Ero arrabbiata, anzi no, ero furiosa con lui e con il suo atteggiamento pretenzioso e da uomo prezioso.
Presa dallo sfinimento per il suo comportamento mi ero convinta ad aiutarlo e, anche dopo aver ottenuto le denunce che tanto desiderava, aveva continuato a comportarsi da tale. Non mi aveva ringraziato e si era limitato a proporre di accompagnarmi in hotel. Il tono con il quale me lo aveva chiesto, o meglio imposto, mi aveva fatto alterare e da persona con poca pazienza quale fossi, ero sbottata e invece di prendere l'uscita sul retro, dove Haywood aveva parcheggiato il suo fuoristrada, avevo imboccato quella principale dichiarando di potercela fare anche senza il suo intervento. Dopo aver fermato dieci passanti ed aver preso un autobus, ero ritornata nella nostra stanza d'albergo e, questa volta munita di chiave elettronica, ero entrata procedendo con una doccia per distendere i nervi.
Era stato difficile riuscirci: due ore più tardi, infatti, mi ero ritrovata di nuovo chiusa nella sua macchina.
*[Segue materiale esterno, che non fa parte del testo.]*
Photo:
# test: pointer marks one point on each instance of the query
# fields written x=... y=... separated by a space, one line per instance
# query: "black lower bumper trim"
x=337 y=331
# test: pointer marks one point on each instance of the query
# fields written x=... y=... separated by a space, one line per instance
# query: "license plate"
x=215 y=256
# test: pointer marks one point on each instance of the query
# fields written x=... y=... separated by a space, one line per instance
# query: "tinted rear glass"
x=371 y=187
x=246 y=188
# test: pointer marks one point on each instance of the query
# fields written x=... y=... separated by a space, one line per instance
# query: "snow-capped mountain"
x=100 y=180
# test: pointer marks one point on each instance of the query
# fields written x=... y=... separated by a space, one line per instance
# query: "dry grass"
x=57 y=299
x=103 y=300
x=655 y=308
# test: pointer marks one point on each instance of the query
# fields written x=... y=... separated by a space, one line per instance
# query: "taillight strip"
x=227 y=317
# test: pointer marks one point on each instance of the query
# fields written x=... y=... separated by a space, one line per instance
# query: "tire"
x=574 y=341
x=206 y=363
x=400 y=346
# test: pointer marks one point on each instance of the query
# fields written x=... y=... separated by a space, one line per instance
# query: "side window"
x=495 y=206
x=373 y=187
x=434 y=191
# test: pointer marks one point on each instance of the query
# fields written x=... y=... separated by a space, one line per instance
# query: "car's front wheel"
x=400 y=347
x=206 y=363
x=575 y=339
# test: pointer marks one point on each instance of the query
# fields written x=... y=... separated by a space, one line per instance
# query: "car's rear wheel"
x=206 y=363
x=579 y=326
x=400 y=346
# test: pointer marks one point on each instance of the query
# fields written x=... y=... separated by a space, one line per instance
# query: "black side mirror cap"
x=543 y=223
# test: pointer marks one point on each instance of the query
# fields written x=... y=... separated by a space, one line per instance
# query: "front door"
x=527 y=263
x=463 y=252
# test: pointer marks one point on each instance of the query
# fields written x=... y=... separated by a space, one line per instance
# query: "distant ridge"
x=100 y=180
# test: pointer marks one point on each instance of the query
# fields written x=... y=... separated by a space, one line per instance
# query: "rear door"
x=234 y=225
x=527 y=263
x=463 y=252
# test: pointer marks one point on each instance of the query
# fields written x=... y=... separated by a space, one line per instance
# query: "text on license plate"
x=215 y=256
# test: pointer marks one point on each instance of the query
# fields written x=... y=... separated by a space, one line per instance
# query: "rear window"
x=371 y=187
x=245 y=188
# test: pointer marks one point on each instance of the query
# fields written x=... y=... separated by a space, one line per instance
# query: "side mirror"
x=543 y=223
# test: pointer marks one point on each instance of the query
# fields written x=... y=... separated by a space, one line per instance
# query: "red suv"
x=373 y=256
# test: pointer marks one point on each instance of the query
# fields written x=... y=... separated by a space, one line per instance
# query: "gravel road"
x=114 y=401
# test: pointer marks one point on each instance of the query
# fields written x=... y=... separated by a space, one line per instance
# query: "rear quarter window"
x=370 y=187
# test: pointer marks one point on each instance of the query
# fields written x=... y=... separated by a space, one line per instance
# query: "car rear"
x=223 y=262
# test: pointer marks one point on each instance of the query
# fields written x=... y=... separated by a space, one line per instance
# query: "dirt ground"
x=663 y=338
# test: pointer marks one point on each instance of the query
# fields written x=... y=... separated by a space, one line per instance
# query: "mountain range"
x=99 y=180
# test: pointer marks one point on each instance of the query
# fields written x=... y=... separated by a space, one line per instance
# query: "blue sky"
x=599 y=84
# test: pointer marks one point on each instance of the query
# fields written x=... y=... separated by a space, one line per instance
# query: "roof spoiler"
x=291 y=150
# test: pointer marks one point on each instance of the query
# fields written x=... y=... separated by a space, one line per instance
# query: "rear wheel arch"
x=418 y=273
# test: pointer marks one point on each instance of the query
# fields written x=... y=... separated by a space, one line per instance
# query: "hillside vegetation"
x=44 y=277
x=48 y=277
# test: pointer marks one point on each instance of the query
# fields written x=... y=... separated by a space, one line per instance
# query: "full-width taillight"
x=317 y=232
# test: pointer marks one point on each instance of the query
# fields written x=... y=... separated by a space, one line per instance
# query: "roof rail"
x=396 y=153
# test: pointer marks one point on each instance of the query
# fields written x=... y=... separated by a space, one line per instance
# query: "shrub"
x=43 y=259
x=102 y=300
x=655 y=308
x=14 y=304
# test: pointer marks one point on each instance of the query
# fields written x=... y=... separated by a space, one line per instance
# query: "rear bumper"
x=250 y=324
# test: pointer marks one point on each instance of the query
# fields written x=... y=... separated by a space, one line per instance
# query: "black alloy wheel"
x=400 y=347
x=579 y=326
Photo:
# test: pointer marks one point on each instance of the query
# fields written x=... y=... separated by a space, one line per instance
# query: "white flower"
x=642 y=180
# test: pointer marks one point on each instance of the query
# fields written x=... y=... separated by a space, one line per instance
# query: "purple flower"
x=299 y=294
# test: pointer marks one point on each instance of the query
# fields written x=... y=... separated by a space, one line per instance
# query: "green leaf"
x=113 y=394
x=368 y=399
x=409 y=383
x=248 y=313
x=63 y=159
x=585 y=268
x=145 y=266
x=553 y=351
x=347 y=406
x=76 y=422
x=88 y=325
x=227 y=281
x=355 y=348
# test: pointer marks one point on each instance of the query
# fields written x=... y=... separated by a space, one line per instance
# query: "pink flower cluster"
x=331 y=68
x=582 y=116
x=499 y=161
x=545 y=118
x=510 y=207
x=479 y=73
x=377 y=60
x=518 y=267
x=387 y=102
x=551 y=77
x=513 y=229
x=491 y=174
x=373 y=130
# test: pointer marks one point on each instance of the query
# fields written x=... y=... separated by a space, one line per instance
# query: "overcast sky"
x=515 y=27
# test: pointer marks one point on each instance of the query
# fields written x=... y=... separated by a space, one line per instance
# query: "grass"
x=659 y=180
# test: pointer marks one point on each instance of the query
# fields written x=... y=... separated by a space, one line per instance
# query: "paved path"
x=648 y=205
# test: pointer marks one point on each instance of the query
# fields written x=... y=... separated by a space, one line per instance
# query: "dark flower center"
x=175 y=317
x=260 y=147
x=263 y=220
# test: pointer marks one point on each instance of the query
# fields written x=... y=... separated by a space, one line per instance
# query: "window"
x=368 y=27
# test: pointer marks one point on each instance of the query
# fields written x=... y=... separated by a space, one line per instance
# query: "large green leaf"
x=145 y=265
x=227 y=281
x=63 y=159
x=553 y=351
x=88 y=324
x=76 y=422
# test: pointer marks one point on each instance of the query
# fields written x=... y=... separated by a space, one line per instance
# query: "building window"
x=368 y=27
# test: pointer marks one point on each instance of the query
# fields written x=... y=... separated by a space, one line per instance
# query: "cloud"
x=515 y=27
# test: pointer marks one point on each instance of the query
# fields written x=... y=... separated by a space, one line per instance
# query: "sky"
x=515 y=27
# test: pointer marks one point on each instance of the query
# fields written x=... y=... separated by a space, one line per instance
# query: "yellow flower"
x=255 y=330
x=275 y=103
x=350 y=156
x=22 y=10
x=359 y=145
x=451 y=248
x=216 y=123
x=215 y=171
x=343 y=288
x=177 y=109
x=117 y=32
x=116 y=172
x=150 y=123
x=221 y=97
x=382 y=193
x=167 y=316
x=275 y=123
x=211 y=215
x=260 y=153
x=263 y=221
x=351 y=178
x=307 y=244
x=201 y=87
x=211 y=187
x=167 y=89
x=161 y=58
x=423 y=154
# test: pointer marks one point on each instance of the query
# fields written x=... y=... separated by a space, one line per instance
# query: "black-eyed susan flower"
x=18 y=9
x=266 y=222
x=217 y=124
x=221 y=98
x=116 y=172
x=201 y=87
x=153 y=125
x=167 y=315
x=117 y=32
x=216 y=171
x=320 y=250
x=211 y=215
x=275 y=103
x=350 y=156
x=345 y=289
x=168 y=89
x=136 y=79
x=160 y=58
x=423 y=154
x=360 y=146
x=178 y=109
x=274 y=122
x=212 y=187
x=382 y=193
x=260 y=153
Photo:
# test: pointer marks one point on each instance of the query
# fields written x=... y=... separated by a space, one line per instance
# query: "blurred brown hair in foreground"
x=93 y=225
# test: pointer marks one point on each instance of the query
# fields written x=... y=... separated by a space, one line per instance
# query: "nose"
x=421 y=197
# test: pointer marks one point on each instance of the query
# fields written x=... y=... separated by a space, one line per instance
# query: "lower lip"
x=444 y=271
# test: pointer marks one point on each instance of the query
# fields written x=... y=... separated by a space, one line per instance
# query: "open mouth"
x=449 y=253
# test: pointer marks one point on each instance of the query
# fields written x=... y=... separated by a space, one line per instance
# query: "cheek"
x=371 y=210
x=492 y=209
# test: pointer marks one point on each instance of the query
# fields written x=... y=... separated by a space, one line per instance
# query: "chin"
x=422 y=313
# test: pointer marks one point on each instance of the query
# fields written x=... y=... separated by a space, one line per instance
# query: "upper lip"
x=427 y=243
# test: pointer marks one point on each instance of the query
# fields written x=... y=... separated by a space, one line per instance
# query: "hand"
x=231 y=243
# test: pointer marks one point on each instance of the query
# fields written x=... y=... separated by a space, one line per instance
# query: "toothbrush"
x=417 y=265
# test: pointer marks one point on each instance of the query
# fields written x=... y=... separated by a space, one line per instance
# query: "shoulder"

Avrei preferito raggiungere autonomamente il Castillo's, ma non sapevo dove recarmi di preciso ed Heath, in quel momento, non rientrava più tra le mie opzioni.
L'unico lato positivo era stato il tragitto in rigoroso silenzio, che non era stato per nulla imbarazzante poiché la presenza dell'uno infastidiva l'altra ed entrambi ne eravamo consapevoli.